Saturday, February 09, 2013

Ricotta, Brown Rice & Lentil Rolls

This is a vegetarian recipe, YAY!!!!! Trust me, you won't miss the meat.The past two posts have led up to this recipe. I made the brown rice and the marinara sauce in the morning on the day of. This was actually a recipe I saw on Giada at Home, she made them with goat cheese. I was all up for going to the store and buying some overpriced goat cheese. I've never tried it before so I thought it'd be fun. But then I saw she had the same recipe in her cookbook except she used ricotta instead of goat cheese. I had that lying around so, why not? I did make other changes to her recipe to suit our taste.

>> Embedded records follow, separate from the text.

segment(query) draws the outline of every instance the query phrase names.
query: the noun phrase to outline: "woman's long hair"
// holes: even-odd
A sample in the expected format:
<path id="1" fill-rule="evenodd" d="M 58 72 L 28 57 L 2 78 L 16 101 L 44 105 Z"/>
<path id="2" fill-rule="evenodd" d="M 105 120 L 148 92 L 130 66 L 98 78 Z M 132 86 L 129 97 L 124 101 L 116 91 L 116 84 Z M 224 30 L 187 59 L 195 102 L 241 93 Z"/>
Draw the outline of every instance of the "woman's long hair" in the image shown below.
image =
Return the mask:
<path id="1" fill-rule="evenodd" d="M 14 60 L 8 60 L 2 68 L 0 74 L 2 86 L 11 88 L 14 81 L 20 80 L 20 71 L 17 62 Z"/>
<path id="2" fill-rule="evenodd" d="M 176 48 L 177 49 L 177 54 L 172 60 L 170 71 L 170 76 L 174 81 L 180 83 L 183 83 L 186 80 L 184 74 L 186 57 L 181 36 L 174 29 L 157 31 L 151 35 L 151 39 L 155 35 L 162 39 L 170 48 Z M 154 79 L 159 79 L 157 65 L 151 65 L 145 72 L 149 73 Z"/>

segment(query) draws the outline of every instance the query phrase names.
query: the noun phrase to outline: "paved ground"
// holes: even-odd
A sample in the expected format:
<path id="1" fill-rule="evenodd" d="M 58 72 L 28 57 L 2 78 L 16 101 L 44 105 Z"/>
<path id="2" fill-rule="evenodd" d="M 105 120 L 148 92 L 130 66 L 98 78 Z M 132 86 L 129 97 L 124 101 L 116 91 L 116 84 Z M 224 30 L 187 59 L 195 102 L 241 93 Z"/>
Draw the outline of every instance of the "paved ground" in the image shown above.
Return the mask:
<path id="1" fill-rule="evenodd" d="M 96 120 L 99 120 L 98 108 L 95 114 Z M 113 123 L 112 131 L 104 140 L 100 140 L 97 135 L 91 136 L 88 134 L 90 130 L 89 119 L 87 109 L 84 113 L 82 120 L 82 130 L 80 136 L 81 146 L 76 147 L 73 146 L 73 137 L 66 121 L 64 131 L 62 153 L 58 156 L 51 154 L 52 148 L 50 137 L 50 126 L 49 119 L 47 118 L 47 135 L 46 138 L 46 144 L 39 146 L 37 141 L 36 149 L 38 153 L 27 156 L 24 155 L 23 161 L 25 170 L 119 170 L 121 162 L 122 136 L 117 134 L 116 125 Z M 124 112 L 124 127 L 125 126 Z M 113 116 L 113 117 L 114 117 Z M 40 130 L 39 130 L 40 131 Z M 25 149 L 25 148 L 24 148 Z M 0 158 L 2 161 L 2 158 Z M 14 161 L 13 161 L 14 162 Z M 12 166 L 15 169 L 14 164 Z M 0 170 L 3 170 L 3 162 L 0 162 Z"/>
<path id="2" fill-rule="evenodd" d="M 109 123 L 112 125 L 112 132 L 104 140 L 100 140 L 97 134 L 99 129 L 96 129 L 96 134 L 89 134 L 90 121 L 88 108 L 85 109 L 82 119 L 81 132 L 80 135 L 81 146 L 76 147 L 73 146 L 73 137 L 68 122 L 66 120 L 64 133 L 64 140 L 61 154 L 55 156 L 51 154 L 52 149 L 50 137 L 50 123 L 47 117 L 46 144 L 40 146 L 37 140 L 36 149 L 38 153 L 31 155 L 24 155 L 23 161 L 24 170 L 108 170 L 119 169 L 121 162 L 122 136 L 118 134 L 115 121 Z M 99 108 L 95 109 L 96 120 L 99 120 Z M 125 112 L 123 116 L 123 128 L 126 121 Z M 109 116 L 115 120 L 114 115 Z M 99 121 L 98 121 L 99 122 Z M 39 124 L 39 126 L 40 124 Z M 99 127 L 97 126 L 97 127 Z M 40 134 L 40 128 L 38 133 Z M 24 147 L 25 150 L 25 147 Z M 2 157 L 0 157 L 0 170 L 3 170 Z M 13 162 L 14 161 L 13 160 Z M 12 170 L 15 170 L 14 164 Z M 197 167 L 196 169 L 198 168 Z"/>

6 large Swiss chard leaves (try to buy these organic!)
2 cups of cooked brown rice
1 cup cooked green lentils
1 packed cup of baby spinach, chopped (Organic too, please)
1 cup ricotta cheese (fat free, low fat, whole milk, whatever you like!)
1/4 cup extra-virgin olive oil
1 teaspoon kosher salt, plus extra for seasoning
1/2 teaspoon freshly ground black pepper, plus extra for seasoning
2 cloves garlic, minced
28oz marinara or tomato-basil sauce (store-bought or homemade)
1/2 cup grated Parmigiano Reggiano (2 ounces)
2 tablespoons olive oil
This is how you know you're getting real Parmigiano Reggiano. It's written on the rind.
Preheat your oven to 400F. Spray a 9-by 13-inch baking dish with olive oil, then pour 1 cup of marinara sauce on the bottom of the dish.

Bring a large pot of salted water to a boil over high heat.
Remove the thick stem from the center of each chard leaf.

Cut each leaf in half lengthwise.

Trim the ends from the leaves to make each leaf-half about 7 inches long and 5 inches wide.

Add the chard leaves and cook for about 10 seconds. Remove the leaves and dip in ice water. Drain on paper towels and set aside.

In a medium bowl, mix together the brown rice, lentils, spinach, ricotta cheese, olive oil, 1 teaspoon salt, 1/2 teaspoon pepper and minced garlic.

Spoon 1/3 cup of the filling onto the end of each chard leaf and roll it up.

Arrange the rolls seam-side down in a single layer on top of the sauce.

Spoon the remaining sauce on top and sprinkle with the Parmesan.

Drizzle with olive oil and bake until the cheese begins to brown and the rolls are heated through, about 25 minutes. Cool for 5 minutes and serve.

This recipe has about 477 calories for 2 rolls.


  1. This looks so delicious! What would you serve with this as a side dish and still keep the calories low?

  2. You really don't even need anything with this, it's that filling! But if you'd like you can serve it with a salad or roasted veggies. If you want to add meat, you can grill a chicken breast or cook up a lean pork tenderloin.